A food bank proposed making sausage to feed the poor. A reptile enthusiast suggested using them as food for large exotic pets like pythons and alligators. And an industry group said in the future they could be used as fuel for power plants.

But for now, according to egg farmers in Sonoma County, composting is the only affordable option. The last California rendering plant stopped taking the hens in May.

"If there was something that could be done, it would be done," said Petaluma egg farmer Arnie Reibli.

The egg-laying birds have only a pound of usable meat, compared to the 5-pound chickens typically raised for eating. Slaughtering the chickens, even to transport them unprocessed and frozen whole, would likely cost more than composting them, Reibli said.

"Unfortunately, it's less expensive to go out and buy the birds than process them," said David Goodman, executive director of the Redwood Empire Food Bank in Santa Rosa, which had considered the sausage-making plan.
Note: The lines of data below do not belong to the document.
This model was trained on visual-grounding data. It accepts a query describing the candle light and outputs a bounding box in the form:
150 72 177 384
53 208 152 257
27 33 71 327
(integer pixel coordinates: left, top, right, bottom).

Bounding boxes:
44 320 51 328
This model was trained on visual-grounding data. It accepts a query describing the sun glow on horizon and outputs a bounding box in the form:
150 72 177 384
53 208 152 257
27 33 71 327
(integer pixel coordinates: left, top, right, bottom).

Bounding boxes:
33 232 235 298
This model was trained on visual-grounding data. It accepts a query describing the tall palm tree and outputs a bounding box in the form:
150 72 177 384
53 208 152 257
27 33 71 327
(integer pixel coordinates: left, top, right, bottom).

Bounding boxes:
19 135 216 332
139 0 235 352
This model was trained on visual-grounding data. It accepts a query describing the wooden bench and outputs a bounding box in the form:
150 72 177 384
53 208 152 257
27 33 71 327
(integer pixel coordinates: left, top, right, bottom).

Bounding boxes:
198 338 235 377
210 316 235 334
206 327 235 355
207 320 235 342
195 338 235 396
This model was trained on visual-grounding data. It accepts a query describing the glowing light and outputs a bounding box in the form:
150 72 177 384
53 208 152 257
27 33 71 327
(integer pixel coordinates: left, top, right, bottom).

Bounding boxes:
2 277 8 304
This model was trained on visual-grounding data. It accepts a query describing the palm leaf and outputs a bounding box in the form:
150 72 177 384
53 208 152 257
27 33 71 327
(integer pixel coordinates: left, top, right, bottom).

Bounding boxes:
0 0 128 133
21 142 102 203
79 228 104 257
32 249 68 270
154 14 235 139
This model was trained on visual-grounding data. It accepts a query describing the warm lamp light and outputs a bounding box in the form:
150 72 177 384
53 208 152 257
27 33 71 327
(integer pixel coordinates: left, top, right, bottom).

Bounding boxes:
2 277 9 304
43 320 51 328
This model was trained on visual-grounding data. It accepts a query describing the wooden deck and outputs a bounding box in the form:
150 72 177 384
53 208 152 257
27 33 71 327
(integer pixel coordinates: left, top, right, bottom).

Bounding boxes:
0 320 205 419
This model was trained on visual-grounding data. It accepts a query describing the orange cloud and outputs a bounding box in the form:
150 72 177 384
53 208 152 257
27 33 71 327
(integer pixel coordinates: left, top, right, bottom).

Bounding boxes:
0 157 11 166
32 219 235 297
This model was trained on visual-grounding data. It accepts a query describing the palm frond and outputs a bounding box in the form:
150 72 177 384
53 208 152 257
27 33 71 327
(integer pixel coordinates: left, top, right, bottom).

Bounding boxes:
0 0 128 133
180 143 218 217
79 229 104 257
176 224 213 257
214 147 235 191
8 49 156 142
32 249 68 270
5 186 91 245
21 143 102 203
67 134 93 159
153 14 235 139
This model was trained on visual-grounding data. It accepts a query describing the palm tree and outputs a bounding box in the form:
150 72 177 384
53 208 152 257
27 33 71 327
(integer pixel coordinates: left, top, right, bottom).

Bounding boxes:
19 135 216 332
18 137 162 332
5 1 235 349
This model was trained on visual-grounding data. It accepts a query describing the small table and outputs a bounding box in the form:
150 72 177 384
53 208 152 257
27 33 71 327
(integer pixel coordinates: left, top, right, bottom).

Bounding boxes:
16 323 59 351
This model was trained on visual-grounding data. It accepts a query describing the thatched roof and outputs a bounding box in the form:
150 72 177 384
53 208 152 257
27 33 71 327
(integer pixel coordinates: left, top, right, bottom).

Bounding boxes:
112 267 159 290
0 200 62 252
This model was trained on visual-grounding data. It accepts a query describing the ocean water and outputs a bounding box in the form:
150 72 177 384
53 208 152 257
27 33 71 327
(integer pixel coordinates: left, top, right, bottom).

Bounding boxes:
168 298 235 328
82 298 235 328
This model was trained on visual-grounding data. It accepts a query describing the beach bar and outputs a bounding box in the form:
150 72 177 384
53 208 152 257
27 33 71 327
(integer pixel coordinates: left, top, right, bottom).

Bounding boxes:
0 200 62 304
To kill the chickens, farmers suffocate them in sealed boxes filled with carbon dioxide, a practice that has drawn the ire of animal rights groups. Afterward, the hens are layered in mounds of sawdust.

A new European technology that turns dead cows into fuel to generate electricity — and that could be the fate of spent hens someday, said Rich Matteis, head of the Pacific Egg and Poultry Association.

But "that's not something that's going to be available anytime soon," he said.